TCHAIKOVSKY ~ The Final Years, 1885-1893
Book review and technical detail TCHAIKOVSKY ~ The Final Years, 1885-1893 David Brown
|Technical detail of TCHAIKOVSKY ~ The Final Years, 1885-1893|
|Title||TCHAIKOVSKY ~ The Final Years, 1885-1893|
|Category||Entertainment & Sports|
|Publisher||W. W. Norton & Company|
|Publishing Date||1st January, 1970|
The third and absolute aggregate of Brown's awe-inspiring abstraction (1983, 1986) of the Russian composer--which combines abundant musicological assay (including acceptable excerpts from scores) with thorough, if not abnormally penetrating, life-history. As Brown himself says, ``it is a absurdity of the able man's adventures that its externals can become beneath absorbing as its subject's acumen and acclaim grow.'' So it is here: abundant of this undramatic book chronicles Tchaikovsky's late-blooming administering career and his abounding tours. Even added amplitude is adherent to critiques of the operas The Queen of Spades and Iolantha; the ballets Sleeping Beauty (which Brown finds abstruse as able-bodied as beautiful) and The Nutcracker (which Brown acutely loathes); and the Fifth and Sixth Symphonies, the above a ``compromise'' amid Russian body and Western form, the closing an uncompromising triumph, ``surely the best absolutely aboriginal symphony to accept been composed'' back Beethoven's Ninth. Throughout, Brown is appropriately cautious--but not unimaginative--about award adventures in the music.
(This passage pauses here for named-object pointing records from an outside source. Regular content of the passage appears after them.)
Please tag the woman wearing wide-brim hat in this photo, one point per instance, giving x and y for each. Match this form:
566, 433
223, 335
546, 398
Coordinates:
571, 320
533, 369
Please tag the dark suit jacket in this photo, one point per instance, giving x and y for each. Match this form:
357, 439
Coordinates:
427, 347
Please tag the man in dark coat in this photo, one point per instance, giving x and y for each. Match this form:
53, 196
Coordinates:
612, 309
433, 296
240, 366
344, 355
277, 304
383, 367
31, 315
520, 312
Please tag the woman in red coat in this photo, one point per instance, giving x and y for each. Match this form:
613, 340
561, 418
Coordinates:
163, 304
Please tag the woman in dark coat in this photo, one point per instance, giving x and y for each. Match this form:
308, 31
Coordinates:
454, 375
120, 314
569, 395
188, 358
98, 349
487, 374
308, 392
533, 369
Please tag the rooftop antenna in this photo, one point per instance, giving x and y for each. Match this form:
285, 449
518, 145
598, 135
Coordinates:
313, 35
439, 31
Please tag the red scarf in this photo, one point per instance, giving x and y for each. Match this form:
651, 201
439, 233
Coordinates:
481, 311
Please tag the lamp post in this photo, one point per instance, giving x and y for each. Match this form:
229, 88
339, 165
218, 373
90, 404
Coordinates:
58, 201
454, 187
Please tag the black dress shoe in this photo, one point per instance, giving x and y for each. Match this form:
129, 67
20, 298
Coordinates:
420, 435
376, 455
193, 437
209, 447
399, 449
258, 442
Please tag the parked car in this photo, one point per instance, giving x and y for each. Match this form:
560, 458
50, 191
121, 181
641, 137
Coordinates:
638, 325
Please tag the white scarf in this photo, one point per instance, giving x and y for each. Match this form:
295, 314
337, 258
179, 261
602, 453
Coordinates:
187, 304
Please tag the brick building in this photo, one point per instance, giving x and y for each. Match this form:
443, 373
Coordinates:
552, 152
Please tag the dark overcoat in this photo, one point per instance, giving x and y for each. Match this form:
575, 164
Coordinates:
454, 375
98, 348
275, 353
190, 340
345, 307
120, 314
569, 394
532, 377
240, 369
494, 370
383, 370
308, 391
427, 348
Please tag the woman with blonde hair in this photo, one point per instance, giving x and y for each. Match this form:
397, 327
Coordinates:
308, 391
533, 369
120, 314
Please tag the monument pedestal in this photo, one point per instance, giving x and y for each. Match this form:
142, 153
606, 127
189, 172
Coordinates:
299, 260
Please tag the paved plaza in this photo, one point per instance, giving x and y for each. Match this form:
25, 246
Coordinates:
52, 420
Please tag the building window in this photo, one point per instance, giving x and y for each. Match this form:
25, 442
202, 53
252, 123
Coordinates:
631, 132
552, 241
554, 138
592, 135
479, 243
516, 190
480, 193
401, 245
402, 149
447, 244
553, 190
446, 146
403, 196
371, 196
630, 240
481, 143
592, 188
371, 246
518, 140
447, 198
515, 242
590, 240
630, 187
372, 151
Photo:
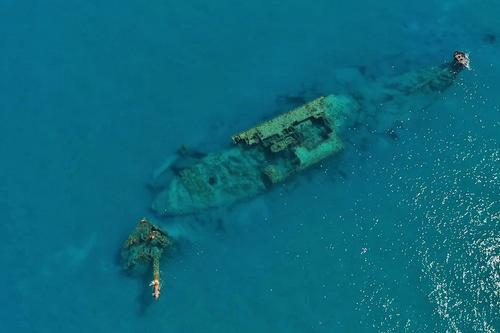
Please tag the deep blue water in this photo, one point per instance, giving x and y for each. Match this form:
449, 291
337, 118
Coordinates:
403, 236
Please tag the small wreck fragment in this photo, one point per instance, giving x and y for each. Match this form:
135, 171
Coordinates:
281, 147
145, 245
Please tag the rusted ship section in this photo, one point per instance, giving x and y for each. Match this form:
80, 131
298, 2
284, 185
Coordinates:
262, 156
279, 148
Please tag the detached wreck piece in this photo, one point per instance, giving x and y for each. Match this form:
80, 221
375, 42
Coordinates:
263, 156
279, 148
145, 245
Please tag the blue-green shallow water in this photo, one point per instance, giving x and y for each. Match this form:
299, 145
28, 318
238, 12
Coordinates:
404, 238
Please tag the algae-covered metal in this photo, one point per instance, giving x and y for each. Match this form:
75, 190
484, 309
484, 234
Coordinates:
146, 244
262, 156
276, 149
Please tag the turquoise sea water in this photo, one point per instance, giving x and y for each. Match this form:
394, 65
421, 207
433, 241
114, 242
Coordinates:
400, 236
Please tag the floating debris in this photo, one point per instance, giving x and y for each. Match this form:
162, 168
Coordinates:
146, 244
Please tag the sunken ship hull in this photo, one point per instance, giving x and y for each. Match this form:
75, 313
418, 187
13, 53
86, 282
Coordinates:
277, 149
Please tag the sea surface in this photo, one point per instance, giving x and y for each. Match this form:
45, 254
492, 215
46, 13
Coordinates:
400, 236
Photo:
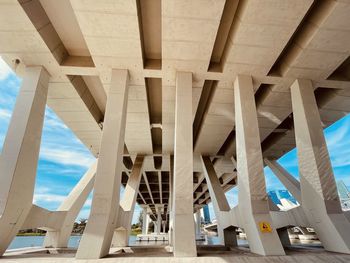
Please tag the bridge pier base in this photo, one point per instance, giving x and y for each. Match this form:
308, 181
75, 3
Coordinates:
71, 205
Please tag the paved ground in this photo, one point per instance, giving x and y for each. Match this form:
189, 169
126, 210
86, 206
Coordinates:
210, 254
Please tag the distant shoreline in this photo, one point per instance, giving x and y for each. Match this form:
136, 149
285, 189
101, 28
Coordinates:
38, 234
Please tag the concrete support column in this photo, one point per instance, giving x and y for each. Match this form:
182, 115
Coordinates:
184, 236
163, 226
252, 201
144, 221
97, 237
220, 204
198, 222
292, 184
319, 195
72, 205
159, 220
127, 205
170, 202
19, 158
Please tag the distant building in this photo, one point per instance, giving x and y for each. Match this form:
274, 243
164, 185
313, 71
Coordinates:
206, 214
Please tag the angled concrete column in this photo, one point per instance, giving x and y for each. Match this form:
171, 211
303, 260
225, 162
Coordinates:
319, 195
221, 206
19, 158
198, 222
144, 221
97, 237
184, 236
163, 227
159, 220
170, 202
292, 184
252, 196
127, 205
72, 205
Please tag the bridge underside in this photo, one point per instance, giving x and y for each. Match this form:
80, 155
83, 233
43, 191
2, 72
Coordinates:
179, 101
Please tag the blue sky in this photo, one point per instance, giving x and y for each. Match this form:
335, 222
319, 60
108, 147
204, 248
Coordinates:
61, 165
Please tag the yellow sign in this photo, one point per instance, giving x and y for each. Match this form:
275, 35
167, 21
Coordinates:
265, 227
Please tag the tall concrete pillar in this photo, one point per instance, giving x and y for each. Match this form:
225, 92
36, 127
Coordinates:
319, 195
159, 220
144, 221
292, 184
97, 237
252, 201
163, 227
19, 158
170, 202
221, 206
198, 222
183, 223
127, 205
72, 205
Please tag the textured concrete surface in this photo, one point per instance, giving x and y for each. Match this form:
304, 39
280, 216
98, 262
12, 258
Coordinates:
206, 254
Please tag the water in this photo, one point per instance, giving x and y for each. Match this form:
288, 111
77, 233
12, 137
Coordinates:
37, 241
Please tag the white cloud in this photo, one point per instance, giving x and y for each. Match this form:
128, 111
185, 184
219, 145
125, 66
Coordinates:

The composer's homosexuality is mentioned occasionally, matter-of-factly, downplayed (to a fault, perhaps) rather than overplayed as in aftermost fall's abstract adventures by Alexander Poznansky. And, as for Tchaikovsky's death, Brown finds suicide the ``inescapable conclusion.'' Not the aftermost word, of course: glasnost is acceptable to accessible up ahead bankrupt Tchaikovsky archives. But, for now, a solid adjournment to the analytical adventures for austere acceptance and abreast music-lovers.